Stąd blisko do wciąż działających banków prywatnych, funduszy hedgingowych i luksusowych sklepów w centrum Genewy. Zaryglowane wejście przez które przewijali się milionerzy przypomina, iż niektórzy najwięksi gracze światowych finansów na zawsze rozstali się z tym miastem.
- Po zniknięciu międzynarodowych banków prywatnych w części biur znajdujących się w śródmieściu, które na rynku odgrywały czołową role zapadła wymowna cisza – komentuje Raphael Reginato, makler w AMI International, firmy operującej na rynku nieruchomości. – Genewa nie jest już takim jak niegdyś magnesem dla międzynarodowych finansów – dodaje.
Północno-amerykańskie i europejskie banki opuszczają to miasto, którego wielkim atutem przez wiele lat była dyskrecja. Tajemnica bankowa przeszła do historii na skutek presji wywieranej przez rządy Stanów Zjednoczonych i Francji ścigających swoich obywateli uchylających się od płacenia podatków. Zagraniczne instytucje do robienia interesów w Szwajcarii zniechęca też silny frank , surowsze regulacje oraz nowy system wymiany informacji między rządami.

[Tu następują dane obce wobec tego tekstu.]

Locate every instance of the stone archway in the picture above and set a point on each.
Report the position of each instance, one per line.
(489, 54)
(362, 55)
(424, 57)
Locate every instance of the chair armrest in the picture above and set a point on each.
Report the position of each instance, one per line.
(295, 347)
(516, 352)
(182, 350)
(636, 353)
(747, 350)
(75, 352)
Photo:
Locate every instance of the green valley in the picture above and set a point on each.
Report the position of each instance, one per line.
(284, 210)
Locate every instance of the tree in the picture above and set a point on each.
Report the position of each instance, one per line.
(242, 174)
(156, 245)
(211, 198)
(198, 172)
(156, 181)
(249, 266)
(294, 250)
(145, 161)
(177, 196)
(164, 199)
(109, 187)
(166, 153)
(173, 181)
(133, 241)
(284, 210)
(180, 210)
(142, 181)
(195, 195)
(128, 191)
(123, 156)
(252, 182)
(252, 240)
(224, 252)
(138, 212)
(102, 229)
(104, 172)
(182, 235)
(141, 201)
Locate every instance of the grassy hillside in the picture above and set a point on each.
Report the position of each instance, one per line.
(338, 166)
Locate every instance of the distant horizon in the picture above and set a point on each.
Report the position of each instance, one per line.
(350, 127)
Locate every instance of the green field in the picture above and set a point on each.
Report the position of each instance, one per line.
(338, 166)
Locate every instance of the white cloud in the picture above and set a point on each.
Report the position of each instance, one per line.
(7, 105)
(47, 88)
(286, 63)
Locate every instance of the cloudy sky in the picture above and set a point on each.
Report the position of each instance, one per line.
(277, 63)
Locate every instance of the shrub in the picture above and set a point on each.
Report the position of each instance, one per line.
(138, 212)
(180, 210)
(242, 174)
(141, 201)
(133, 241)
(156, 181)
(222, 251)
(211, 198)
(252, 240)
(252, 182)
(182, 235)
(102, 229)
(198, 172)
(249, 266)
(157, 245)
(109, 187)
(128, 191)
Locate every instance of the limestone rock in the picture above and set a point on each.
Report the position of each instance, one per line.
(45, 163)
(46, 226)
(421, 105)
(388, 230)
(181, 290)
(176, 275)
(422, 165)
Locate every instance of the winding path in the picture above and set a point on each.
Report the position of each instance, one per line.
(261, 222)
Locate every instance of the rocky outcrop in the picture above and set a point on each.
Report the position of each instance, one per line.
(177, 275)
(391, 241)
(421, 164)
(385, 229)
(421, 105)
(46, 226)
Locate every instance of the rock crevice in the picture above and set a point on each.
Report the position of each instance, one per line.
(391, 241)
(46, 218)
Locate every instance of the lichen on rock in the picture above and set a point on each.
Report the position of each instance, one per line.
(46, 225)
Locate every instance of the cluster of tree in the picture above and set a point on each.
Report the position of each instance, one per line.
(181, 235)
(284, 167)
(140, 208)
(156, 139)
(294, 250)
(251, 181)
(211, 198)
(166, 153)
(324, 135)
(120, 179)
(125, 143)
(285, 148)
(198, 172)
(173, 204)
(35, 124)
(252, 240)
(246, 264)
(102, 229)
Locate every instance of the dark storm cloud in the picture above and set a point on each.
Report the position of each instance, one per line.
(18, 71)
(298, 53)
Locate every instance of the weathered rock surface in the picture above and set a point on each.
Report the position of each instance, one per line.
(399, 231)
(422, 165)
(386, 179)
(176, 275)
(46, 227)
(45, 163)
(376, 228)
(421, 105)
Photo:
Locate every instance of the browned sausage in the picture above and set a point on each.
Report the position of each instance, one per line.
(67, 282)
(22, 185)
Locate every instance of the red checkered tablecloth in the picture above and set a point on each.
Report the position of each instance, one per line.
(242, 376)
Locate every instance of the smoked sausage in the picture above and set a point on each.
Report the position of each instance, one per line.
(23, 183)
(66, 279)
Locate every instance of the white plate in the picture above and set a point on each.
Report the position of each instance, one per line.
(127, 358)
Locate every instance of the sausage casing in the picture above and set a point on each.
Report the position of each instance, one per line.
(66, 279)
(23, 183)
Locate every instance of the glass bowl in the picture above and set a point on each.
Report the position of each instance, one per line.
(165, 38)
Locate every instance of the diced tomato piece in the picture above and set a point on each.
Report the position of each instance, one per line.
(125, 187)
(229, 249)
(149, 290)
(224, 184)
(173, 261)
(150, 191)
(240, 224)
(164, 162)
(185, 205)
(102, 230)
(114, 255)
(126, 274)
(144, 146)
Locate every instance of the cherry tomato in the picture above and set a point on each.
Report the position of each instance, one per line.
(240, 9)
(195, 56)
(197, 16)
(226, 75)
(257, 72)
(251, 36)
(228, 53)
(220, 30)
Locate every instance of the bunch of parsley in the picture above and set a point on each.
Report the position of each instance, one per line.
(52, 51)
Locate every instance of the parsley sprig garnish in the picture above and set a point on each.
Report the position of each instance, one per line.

- Wszyscy spodziewają się, że liczba banków działających w Genewie dalej będzie spadała – wskazuje Stephane Muller, partner w firmie doradczej Ernst&Young. Podkreśla wszakże, iż pozytywne jest to, że niektóre firmy będące własnością miejscowych rodzin wciąż mają apetyt na kupno zagranicznych banków.